The financial covenants (as defined under the New Credit Facility) require that the Company maintain, as of each fiscal quarter end, a maximum total leverage ratio and a minimum interest coverage ratio. As of June 30, 2012, the Company was in compliance with all covenants of the New Credit Facility. Borrowings under the New Credit Facility, at the Company's option, bear interest at a defined base rate or the LIBOR rate plus, in each case, an applicable margin based upon the Company's leverage ratio as defined in the Credit Agreement. Rates would increase upon negative changes in specified Company financial metrics and would decrease upon reduction in the current total leverage ratio to no less than LIBOR plus 1.00% or base rate plus 0%. The Company is also required to pay an annual commitment fee on the unused revolver credit commitment based on the Company's leverage ratio; the fee was 0.20% as of June 30, 2012.

In connection with the New Credit Facility, the Company incurred approximately $0.9 million in new debt issuance costs, which are being amortized over the five-year term of the New Credit Facility. In addition, at the time of the refinancing the Company expensed approximately $0.2 million related to the transactions.

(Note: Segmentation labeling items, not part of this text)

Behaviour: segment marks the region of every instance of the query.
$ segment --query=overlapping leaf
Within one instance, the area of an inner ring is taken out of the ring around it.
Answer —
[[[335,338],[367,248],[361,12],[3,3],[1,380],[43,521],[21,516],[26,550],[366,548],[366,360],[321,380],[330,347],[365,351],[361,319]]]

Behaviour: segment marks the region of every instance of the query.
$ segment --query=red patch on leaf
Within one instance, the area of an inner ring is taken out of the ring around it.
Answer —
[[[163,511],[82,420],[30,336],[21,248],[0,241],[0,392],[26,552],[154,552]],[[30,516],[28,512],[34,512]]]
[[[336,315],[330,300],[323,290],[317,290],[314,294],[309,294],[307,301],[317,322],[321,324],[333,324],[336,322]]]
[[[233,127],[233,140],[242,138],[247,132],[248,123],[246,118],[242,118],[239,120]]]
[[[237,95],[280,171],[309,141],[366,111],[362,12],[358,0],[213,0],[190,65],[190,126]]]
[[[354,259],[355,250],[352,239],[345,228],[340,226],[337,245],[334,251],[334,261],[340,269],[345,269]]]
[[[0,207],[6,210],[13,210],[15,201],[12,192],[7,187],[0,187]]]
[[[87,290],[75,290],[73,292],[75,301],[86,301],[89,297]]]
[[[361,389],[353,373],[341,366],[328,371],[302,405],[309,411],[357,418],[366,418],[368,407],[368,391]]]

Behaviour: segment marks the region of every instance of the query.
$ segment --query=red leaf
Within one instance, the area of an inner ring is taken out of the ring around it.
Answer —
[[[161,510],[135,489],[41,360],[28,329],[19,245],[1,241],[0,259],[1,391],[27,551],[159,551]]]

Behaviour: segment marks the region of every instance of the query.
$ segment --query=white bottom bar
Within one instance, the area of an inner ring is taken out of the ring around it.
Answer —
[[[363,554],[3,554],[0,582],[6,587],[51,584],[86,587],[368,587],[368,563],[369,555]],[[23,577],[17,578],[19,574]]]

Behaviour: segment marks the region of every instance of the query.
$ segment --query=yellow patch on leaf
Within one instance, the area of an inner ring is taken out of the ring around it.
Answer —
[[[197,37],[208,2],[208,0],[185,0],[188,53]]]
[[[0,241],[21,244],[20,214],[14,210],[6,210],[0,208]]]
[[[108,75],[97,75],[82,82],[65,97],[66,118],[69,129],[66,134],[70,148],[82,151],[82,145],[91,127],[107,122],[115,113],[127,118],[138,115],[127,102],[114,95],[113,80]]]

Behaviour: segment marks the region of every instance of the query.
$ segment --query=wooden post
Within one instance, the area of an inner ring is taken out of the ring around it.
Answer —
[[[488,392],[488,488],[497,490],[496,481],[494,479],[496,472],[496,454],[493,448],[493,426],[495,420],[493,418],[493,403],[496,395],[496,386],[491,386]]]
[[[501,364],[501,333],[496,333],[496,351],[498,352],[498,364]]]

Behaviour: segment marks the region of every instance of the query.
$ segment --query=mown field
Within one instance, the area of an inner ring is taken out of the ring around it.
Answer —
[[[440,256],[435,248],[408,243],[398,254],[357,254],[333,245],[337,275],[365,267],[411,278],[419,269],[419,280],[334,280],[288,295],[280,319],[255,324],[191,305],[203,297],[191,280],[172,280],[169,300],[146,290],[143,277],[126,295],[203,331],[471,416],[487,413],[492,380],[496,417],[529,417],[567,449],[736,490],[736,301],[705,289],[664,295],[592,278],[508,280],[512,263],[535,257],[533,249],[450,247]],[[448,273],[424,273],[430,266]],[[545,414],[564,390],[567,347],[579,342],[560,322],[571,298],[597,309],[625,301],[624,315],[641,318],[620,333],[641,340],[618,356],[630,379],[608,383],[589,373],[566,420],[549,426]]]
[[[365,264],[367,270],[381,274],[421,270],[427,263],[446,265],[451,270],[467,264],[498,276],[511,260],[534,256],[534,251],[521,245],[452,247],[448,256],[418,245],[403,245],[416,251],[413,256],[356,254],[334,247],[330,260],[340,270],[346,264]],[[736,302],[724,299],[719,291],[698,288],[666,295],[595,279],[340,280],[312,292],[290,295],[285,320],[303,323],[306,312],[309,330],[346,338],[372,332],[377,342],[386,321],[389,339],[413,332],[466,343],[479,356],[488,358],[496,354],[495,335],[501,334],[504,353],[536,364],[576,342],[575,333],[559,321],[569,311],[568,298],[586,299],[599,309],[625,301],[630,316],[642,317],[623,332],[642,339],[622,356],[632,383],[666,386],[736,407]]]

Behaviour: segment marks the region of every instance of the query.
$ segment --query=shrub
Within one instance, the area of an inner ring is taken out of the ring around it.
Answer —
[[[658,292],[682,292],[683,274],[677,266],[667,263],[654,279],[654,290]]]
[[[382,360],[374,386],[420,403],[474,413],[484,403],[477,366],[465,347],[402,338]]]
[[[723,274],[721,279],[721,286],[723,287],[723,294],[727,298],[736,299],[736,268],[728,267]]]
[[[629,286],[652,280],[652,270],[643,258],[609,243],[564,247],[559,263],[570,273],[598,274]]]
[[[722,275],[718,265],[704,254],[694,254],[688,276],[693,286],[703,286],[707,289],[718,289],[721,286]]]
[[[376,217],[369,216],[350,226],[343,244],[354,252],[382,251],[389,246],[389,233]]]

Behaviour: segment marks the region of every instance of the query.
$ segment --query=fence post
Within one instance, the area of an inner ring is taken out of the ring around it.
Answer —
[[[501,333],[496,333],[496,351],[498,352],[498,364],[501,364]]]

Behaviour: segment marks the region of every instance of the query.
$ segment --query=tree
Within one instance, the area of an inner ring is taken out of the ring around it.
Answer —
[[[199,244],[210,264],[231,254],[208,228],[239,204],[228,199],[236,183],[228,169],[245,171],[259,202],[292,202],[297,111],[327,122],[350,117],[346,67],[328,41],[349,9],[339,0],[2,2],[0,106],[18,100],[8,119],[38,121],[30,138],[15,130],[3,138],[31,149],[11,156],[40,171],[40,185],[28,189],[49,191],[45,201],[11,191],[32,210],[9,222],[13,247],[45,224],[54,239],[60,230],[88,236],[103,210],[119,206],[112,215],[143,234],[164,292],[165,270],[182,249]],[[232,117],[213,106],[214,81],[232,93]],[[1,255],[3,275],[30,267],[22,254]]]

The Company repaid $3.75 million of term loans outstanding on its New Credit Facility in the third quarter of fiscal 2012. During each of the first two quarters of fiscal 2012, the Company repaid $3.75 million of term loans outstanding on its Prior Credit Facility. As of June 30, 2012, the Company had term loan borrowings of $86.3 million outstanding and no revolving borrowings under the New Credit Facility.
During each of the first three quarters of fiscal 2011, the Company repaid $3.75 million each quarter of term loans outstanding under its Prior Credit Facility. As of July 2, 2011, the Company had term loan borrowings of $101.3 million outstanding and no revolving borrowings under the Prior Credit Facility.
During the third quarter of fiscal 2011, the Company entered into a Note Purchase Agreement with certain institutional investors and issued $175 million in principal of 5.20% Senior Notes, due on June 15, 2018 (the “Notes”). The Company had $175 million principal of Notes outstanding as of both June 30, 2012 and July 2, 2011.